Carlo Ancelotti tinha-o referenciado e, perante a iminência de Coentrão se transferir para o Manchester United, o brasileiro esteve a um passo de assinar pelo Real.

Coentrão ficou em Madrid e Siqueira parou na Luz. Para Rui Malheiro, analista de futebol internacional e «scouter», o Benfica saiu a ganhar: «Acima de tudo, parece-me que se concretiza uma vontade do treinador do Benfica. É um jogador em quem acredita, que já procurou contratar a época passada e que já tinha surgido na rota do clube antes da aquisição de Cortez, um jogador que não oferece garantias para ser opção única na posição.»

Rui Malheiro estabelece as diferenças entre Siqueira e Cortez: «Ao contrário de Cortez, Siqueira é um lateral brasileiro que construiu carreira no futebol europeu, onde chegou aos 18 anos. É certo que nunca se conseguiu impor nas equipas principais de Inter, na Lazio ou na Udinese, mas aproveitou o protocolo entre os friulani e os diablos rojos para rumar ao Granada. Encontrou aí o espaço para o seu futebol: importante na subida, nuclear nas duas temporadas no escalão principal.»

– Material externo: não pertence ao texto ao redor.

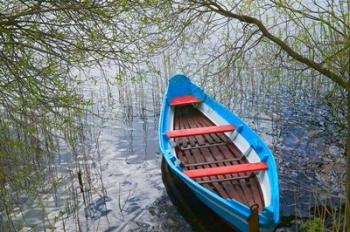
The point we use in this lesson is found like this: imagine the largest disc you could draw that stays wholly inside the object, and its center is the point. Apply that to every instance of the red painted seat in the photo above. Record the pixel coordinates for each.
(233, 169)
(200, 131)
(184, 100)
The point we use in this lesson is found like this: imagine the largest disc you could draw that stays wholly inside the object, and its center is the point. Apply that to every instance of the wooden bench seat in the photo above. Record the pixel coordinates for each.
(200, 131)
(232, 169)
(184, 100)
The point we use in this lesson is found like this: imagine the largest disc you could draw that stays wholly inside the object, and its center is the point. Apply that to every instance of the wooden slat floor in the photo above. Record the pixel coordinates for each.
(245, 189)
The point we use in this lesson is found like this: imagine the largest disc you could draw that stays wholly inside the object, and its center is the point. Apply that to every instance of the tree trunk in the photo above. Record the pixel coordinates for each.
(347, 182)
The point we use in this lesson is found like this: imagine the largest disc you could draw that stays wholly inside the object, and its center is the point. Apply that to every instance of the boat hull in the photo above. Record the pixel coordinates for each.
(231, 210)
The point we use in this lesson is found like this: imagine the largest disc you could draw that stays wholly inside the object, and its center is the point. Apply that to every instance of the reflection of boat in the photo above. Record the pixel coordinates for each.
(224, 163)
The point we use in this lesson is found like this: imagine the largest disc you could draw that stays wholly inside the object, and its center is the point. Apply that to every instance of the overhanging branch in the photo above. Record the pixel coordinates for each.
(214, 6)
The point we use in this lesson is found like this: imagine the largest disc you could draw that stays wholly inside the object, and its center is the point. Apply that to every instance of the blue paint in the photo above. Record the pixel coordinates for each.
(231, 210)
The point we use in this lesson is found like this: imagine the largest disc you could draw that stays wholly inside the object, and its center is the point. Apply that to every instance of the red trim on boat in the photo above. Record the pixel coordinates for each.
(238, 168)
(200, 131)
(184, 100)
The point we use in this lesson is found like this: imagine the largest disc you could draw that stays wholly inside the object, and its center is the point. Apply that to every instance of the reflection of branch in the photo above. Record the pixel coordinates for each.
(216, 7)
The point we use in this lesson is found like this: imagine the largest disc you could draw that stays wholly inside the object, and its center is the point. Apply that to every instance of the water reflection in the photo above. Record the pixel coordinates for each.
(128, 193)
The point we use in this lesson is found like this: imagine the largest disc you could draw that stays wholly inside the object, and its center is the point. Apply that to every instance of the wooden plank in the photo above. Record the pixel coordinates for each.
(226, 179)
(237, 192)
(246, 190)
(211, 162)
(241, 187)
(203, 155)
(248, 167)
(200, 131)
(184, 100)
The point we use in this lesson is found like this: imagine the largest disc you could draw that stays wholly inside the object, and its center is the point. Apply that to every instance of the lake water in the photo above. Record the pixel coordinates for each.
(120, 161)
(296, 124)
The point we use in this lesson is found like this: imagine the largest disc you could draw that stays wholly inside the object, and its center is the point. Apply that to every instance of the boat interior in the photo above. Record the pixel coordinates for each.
(213, 152)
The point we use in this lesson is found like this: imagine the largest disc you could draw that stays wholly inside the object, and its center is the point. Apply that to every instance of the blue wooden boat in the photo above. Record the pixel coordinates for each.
(217, 155)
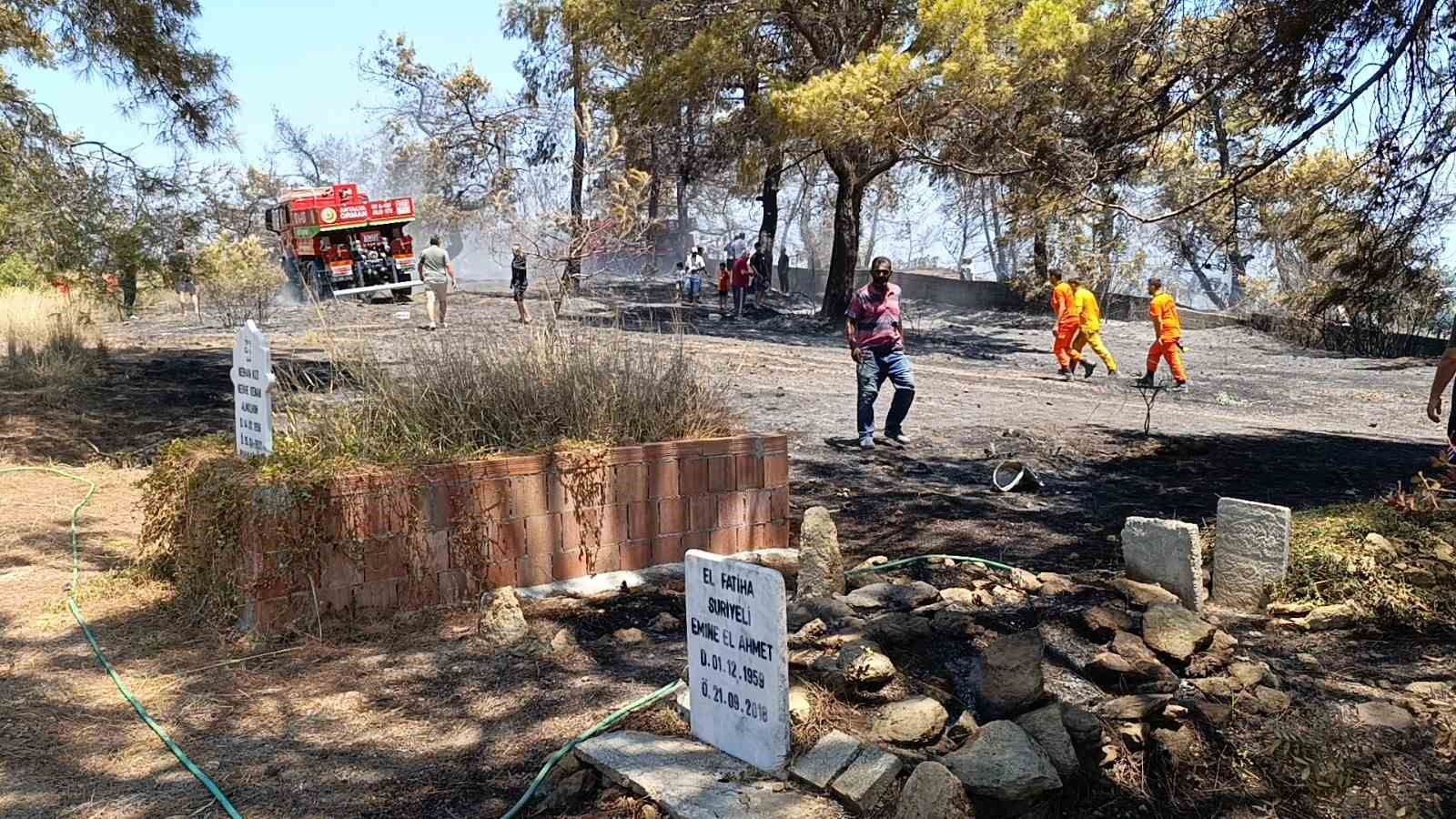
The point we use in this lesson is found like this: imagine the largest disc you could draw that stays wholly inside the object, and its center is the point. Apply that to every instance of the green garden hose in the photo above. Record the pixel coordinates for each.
(76, 612)
(608, 723)
(917, 559)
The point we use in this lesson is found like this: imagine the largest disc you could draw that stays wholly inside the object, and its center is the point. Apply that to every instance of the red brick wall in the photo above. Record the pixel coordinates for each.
(439, 535)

Como definir Siqueira como jogador? «É um lateral de características marcadamente ofensivas, enquadra-se no futebol vertigem preconizado por Jorge Jesus. Muito disponível do ponto de vista físico, sabe tirar partido da sua velocidade e poder de aceleração para assumir ações de desmarcação - muito forte - e de condução pelo flanco. Não tem receios de partir para cima dos adversários, ainda que se revele mais desequilibrador em espaços largos do que curtos, onde é desarmado com mais frequência, apesar de alguns bons adornos técnicos. Apresenta atributos razoáveis nos cruzamentos, no passe - pode ser mais consistente - e no remate: forte, ainda que nem sempre enquadrado. Do ponto de vista defensivo, apesar de dar espaço nas suas costas fruto da sua propensão ofensiva, é um jogador agressivo, pressionante e, por vezes, duro e faltoso, que se sente confortável na antecipação e é razoável no desarme. Deve, contudo, moderar a impetuosidade com que aborda alguns lances. Tem registado alguma evolução na defesa de posições interiores e a nível posicional (pode melhorar!), mas deve aumentar os seus índices de concentração, até porque apresenta algumas debilidades nos duelos aéreos», aponta Rui Malheiro.

Um dos pontos fortes de Siqueira: as bolas paradas: «No Granada, tem assumido a marcação de grandes penalidades. Não tem receio de bater à Panenka (fê-lo em Camp Nou), o que poderá ser uma novidade no Benfica, ou em colocar a bola nos cantos superiores, sendo curiosa a aceleração que faz em direção à bola antes de bater o castigo máximo. Bate, ocasionalmente, livres laterais, pontapés de canto e livres diretos (muita força, pouco enquadramento).»